If you Google "transaction isolation" + the name of whatever database you're using, you'll find appropriate information.
We solved this problem by using PostgreSQL's table inheritance/constraints mechanism.
You create a trigger that auto-creates sub-tables partitioned based on a date field.
This article was the source I used.
Which database server are you using? SQL 2005 and above provides a locking method called "Snapshot". It allows you to open a transaction, do all of your updates, and then commit, all while users of the database continue to view the pre-transaction data. Normally, your transaction would lock your tables and block their queries, but snapshot locking would be perfect in your case.
More info here: http://blogs.msdn.com/craigfr/archive/2007/05/16/serializable-vs-snapshot-isolation-level.aspx
But it requires SQL Server, so if you're using something else....

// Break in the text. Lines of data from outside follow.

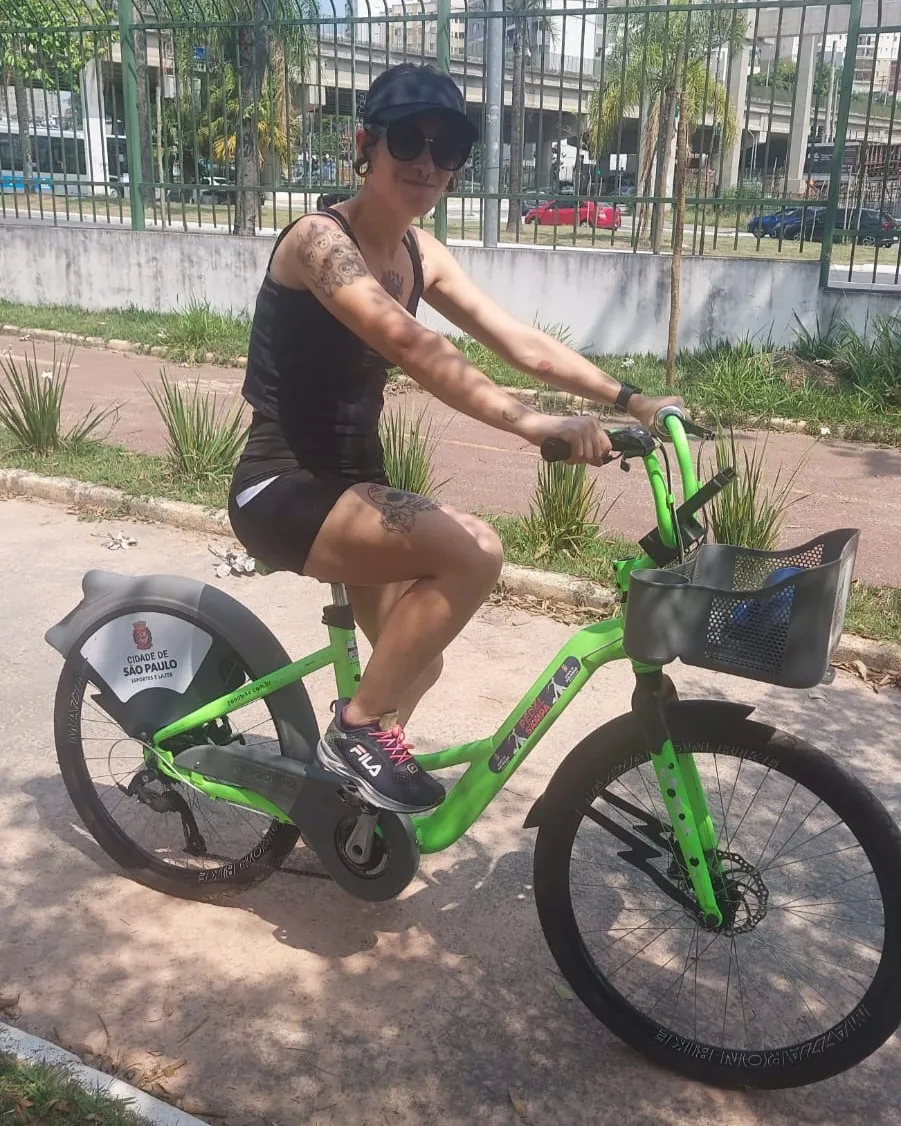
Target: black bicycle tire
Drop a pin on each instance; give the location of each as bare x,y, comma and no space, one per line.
870,823
193,884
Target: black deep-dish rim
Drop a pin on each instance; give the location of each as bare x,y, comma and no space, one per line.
597,762
276,841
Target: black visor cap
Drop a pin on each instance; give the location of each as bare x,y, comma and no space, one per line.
409,92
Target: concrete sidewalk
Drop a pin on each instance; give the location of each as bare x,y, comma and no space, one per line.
841,484
295,1004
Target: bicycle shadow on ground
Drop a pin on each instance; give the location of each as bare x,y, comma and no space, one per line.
296,1003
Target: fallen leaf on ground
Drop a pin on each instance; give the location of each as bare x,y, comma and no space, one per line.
517,1102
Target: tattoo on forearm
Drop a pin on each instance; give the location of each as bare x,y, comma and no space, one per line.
392,282
330,257
398,508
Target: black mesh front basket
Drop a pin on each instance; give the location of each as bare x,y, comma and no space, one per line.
732,610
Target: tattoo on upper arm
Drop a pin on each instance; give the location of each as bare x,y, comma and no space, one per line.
330,257
392,282
399,508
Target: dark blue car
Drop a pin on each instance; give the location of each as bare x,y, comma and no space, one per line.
772,225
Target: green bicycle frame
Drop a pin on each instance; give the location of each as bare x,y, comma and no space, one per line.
493,760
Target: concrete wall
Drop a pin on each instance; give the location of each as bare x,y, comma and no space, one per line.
612,302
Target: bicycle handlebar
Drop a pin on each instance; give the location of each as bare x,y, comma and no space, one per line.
635,441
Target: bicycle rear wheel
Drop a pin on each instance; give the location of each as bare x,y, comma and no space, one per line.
803,979
166,834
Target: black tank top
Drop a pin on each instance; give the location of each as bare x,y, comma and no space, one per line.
315,387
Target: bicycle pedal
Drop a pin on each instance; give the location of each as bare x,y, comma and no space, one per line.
350,795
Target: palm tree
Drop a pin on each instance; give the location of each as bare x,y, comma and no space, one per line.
221,136
247,110
525,21
656,63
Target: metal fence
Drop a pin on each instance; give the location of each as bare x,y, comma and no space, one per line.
239,115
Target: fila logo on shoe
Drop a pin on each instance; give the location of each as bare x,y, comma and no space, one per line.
366,760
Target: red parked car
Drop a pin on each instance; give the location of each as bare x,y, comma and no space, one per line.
562,213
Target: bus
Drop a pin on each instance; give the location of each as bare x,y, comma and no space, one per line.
59,160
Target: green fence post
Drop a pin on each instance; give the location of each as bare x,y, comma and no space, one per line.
132,127
444,64
841,133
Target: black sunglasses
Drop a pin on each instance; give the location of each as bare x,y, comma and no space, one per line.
449,151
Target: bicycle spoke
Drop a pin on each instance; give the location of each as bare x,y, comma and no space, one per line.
803,936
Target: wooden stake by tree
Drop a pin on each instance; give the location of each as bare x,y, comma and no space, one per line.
678,220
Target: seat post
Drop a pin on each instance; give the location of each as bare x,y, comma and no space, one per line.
339,595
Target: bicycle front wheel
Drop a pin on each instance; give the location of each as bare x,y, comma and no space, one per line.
803,977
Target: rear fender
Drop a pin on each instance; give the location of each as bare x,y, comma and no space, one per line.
107,629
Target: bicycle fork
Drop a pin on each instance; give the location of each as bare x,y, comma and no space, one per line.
681,792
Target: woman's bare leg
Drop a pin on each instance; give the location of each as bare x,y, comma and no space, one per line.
375,536
372,606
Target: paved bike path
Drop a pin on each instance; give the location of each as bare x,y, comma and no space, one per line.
841,484
295,1003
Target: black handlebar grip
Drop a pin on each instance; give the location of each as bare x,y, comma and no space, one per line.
555,449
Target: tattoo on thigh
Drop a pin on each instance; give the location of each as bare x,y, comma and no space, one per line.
399,508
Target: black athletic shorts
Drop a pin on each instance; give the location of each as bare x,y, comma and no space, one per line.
278,518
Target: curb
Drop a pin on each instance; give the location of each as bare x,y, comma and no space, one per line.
112,345
562,400
550,586
33,1049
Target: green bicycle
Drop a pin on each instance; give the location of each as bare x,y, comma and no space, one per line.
720,894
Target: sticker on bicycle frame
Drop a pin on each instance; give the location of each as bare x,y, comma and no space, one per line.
534,714
145,650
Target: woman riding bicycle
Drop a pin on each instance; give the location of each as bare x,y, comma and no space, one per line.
337,309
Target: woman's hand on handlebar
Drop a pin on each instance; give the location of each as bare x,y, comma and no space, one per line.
644,408
583,434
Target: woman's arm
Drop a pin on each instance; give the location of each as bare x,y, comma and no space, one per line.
455,296
330,265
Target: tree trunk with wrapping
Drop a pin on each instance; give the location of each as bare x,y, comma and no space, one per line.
252,57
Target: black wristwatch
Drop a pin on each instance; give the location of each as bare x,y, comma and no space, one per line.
626,391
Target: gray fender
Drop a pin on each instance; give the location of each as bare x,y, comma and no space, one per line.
106,595
680,716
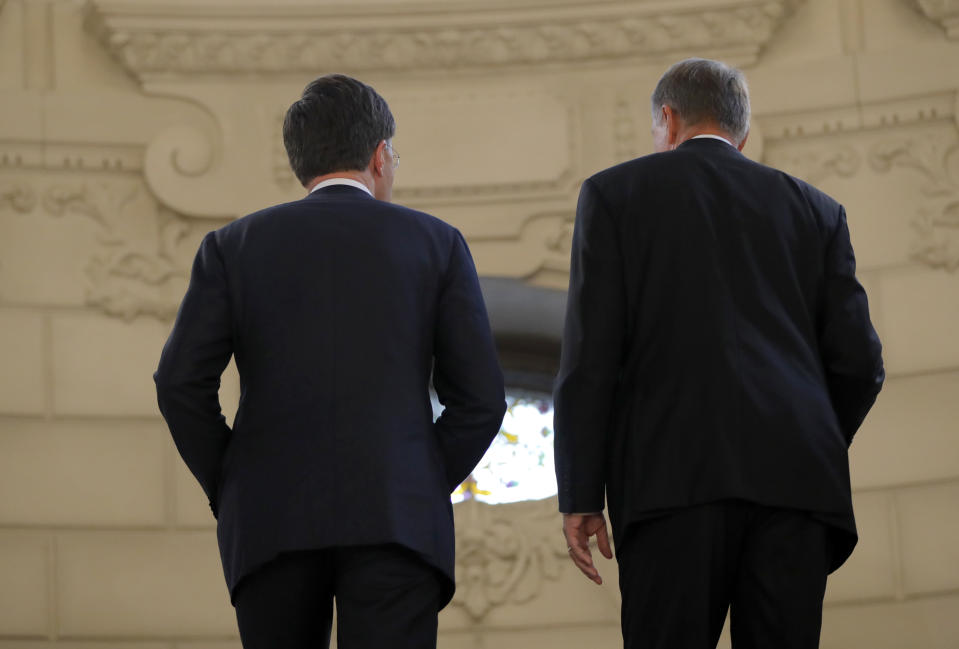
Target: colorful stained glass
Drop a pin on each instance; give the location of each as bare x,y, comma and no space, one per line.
519,463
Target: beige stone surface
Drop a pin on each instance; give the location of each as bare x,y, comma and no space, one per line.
111,170
927,623
103,366
75,644
24,598
24,364
81,473
159,585
561,636
929,537
910,434
870,573
44,255
919,309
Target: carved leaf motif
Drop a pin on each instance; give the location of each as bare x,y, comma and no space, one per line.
816,165
505,553
945,12
936,224
164,46
18,197
138,269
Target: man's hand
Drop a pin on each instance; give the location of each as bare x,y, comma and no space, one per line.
578,528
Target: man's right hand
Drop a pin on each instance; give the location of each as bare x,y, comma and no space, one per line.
578,528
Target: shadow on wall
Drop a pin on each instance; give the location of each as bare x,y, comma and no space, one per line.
527,322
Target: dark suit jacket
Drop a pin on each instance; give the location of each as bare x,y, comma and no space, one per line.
336,308
717,343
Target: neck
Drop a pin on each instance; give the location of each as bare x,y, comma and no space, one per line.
364,177
693,130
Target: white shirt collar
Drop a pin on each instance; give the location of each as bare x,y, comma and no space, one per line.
329,182
712,137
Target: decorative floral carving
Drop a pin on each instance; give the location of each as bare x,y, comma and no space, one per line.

Several database systems (since you didn't specify yours, I'll keep this general) do offer the SQL:2003 Standard statement called MERGE which will basically allow you to
insert new rows into a target table from a source which don't exist there yet
update existing rows in the target table based on new values from the source
optionally even delete rows from the target that don't show up in the import table anymore
SQL Server 2008 is the first Microsoft offering to have this statement - check out more here, here or here.
Other database system probably will have similar implementations - it's a SQL:2003 Standard statement after all.
Marc
Use different table names(mytable_[yyyy]_[wk]) and a view for providing you with a constant name(mytable). Once a new table is completely imported update your view so that it uses that table.